最新の臨床医学 7月21日(日)心療内科・統合診療科の実践

抗不安薬の投与法


抗不安薬の投与法が問題になるのは、依存性が生じるためです。そのため抗不安薬は漫然と使用しないことが望ましいです。

そこで、抗不安薬は必要最小量をなるべく短期間使用するように工夫することが原則となります。

ただし、依存性の程度は、抗不安薬の種類によって異なります。依存性は、半減期の短い薬物でより認められます。

 

以上のことから、半減期の短い抗不安薬は、可能な限り他の薬剤に置き換えていく方法が工夫されています。

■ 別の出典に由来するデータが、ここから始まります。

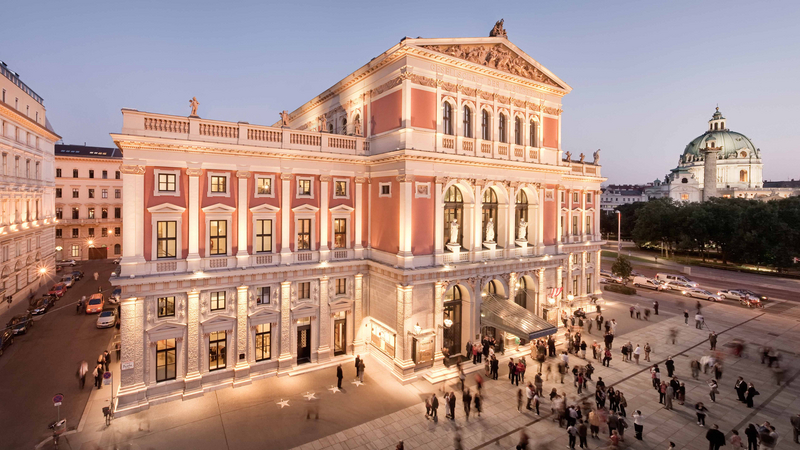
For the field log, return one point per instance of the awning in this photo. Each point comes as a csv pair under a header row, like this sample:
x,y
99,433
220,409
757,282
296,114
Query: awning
x,y
510,317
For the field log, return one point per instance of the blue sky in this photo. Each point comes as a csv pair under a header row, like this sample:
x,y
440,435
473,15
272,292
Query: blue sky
x,y
646,75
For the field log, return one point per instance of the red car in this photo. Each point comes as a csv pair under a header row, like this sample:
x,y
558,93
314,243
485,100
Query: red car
x,y
58,289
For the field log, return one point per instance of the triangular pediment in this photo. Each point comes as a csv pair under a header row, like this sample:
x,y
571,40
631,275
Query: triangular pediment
x,y
494,53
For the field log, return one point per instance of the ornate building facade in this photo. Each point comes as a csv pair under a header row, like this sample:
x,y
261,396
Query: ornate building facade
x,y
26,189
404,211
88,202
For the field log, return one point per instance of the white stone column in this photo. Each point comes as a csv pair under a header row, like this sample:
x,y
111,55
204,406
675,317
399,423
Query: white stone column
x,y
242,256
286,213
324,349
132,392
285,359
359,225
324,214
193,258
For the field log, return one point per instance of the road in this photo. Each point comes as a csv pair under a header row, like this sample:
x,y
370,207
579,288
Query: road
x,y
45,361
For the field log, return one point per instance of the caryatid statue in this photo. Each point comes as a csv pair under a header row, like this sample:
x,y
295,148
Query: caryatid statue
x,y
194,104
454,231
522,231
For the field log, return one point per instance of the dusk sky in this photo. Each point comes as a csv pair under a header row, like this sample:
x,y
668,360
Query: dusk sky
x,y
646,75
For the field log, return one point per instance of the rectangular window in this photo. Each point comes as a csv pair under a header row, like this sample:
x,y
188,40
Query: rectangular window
x,y
304,234
166,361
303,187
340,188
340,233
216,350
219,237
166,182
304,290
167,242
263,336
218,184
264,235
166,307
263,296
341,286
265,186
217,300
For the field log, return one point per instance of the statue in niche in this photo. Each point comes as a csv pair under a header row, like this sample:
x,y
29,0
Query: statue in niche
x,y
454,232
522,231
194,104
490,230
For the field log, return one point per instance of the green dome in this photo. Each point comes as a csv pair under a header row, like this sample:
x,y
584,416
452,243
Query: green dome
x,y
730,141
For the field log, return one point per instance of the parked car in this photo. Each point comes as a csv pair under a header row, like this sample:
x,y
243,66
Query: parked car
x,y
58,290
21,323
702,293
648,283
6,339
95,304
68,280
41,306
669,277
107,318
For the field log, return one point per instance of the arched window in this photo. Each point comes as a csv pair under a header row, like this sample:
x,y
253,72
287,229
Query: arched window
x,y
447,119
467,122
521,212
451,312
489,213
522,295
453,212
486,133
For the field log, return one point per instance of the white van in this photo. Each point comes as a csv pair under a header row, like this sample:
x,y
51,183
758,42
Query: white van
x,y
668,277
648,283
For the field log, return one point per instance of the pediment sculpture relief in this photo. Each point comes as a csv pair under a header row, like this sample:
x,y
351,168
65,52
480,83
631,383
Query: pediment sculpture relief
x,y
496,57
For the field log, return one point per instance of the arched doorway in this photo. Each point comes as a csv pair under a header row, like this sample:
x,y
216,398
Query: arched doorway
x,y
489,210
452,312
453,214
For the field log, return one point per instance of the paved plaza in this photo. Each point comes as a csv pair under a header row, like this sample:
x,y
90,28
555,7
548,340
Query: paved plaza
x,y
381,412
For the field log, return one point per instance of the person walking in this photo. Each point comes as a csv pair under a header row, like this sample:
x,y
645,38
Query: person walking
x,y
701,412
638,424
82,371
715,438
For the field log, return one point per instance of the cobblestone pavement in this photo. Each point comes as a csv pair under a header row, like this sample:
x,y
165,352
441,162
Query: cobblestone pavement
x,y
500,424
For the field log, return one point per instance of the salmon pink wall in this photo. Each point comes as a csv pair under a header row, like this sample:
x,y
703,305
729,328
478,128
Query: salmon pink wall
x,y
550,132
385,227
387,112
551,217
422,213
423,109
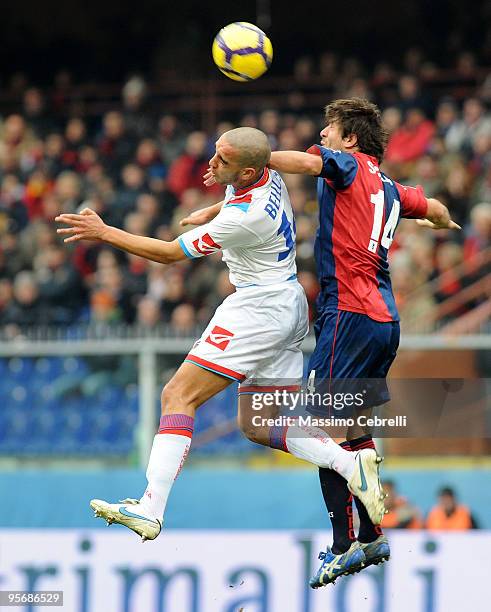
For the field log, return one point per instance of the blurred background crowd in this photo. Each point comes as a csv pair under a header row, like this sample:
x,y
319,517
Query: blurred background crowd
x,y
141,168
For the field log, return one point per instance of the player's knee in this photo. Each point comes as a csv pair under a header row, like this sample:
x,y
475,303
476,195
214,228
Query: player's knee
x,y
176,397
249,430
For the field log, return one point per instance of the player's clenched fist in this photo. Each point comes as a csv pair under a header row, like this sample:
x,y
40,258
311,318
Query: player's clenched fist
x,y
85,226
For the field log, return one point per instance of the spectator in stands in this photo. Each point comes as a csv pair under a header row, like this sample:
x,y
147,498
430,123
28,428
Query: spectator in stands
x,y
75,141
171,139
148,314
16,137
478,237
35,114
26,308
410,95
187,170
448,514
412,139
401,514
60,286
137,115
475,122
132,187
446,117
116,145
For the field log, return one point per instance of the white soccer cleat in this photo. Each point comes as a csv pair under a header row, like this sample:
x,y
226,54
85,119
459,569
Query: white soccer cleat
x,y
130,514
365,483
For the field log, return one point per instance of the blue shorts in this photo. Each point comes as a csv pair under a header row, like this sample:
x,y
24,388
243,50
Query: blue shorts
x,y
350,345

その一つは、できるだけ半減期の長いものに置き換えること、もう一つは、同様に抗不安・抗焦燥効果のあるSSRIに置き換えていく方法があります。

 

終日不安となる場合は、短時間作用性の抗不安薬を1日に複数回内服するのではなく、長時間作用性の抗不安薬の1日1回内服でコントロールできるように支援します。

 

発作を止める場合や行動療法で苦手な状況に晒されるときなどは短時間作用性の抗不安薬を頓用していただきますが、この頓用回数を減らしていけるような治療を工夫していくことが必要になります。

 

抗不安薬の減らすことが必要なのは、短時間作用性型のものを数種類服用していても耐性を生じてしまうからです。

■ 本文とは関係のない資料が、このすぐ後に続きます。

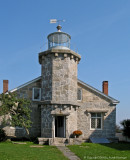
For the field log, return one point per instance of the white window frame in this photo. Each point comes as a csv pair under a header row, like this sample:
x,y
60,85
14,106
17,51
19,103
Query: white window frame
x,y
39,94
96,122
81,94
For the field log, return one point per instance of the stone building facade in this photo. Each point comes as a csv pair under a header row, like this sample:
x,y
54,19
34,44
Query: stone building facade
x,y
61,103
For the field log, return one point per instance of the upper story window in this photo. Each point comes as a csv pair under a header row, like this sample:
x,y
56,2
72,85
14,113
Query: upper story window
x,y
36,95
96,121
79,94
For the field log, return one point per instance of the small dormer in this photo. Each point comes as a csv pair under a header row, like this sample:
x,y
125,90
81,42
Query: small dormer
x,y
59,40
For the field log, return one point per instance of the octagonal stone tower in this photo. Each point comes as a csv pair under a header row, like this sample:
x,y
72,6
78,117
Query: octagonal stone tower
x,y
59,86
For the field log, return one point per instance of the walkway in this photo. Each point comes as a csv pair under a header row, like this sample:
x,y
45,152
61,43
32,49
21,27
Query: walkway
x,y
67,153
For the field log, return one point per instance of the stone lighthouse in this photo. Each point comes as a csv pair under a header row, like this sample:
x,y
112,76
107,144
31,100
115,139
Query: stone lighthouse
x,y
59,86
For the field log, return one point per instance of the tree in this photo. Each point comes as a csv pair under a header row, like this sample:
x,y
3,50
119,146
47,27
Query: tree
x,y
17,109
126,127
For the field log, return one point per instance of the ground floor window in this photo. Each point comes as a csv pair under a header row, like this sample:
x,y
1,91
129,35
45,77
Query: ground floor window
x,y
96,121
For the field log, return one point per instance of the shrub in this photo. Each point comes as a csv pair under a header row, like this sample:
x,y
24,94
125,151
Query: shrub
x,y
2,135
77,133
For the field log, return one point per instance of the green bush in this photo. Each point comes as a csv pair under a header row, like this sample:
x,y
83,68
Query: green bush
x,y
2,135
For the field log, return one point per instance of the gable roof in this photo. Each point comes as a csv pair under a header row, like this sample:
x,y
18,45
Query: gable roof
x,y
114,101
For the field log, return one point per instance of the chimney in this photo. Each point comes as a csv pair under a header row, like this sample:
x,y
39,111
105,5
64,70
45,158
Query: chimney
x,y
5,86
105,87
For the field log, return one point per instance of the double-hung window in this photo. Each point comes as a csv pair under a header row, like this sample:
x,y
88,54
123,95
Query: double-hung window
x,y
79,94
36,95
96,121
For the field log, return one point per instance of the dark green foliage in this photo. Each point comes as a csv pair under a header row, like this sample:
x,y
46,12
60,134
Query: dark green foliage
x,y
17,108
118,129
2,135
126,127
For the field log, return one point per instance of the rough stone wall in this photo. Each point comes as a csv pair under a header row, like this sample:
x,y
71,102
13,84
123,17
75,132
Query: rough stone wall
x,y
59,78
35,130
47,113
92,100
46,77
64,78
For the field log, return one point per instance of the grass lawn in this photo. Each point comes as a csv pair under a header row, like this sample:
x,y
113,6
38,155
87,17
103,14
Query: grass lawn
x,y
10,151
113,151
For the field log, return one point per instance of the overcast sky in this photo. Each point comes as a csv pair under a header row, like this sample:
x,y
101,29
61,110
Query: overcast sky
x,y
99,29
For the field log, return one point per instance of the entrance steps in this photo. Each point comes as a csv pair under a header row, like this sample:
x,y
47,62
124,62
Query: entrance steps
x,y
59,141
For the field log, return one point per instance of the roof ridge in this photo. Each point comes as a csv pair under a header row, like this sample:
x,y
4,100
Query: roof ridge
x,y
94,89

そのため減薬が勧められますが、長時間作用型のものに置換するほかに、漸減を行ないます。

たとえば、2週間前に1/4量ずつ緩徐に漸減することが望ましいとされます。

ときに抗うつ薬や非定型抗精神病薬の抗不安作用を利用して投与し、減量することも一考に値します。

 

そもそも、心療内科とは心理療法や心身医学療法も治療手段として併用する内科なのです。

ですから、心療内科の実臨床診に際しては抗不安薬のみに頼らず、環境調整や生活指導に加えて、心理療法や心身医学療法を積極的に取り入れることによって、抗不安薬を減薬、中止することを得意としている専門領域であるといえるでしょう。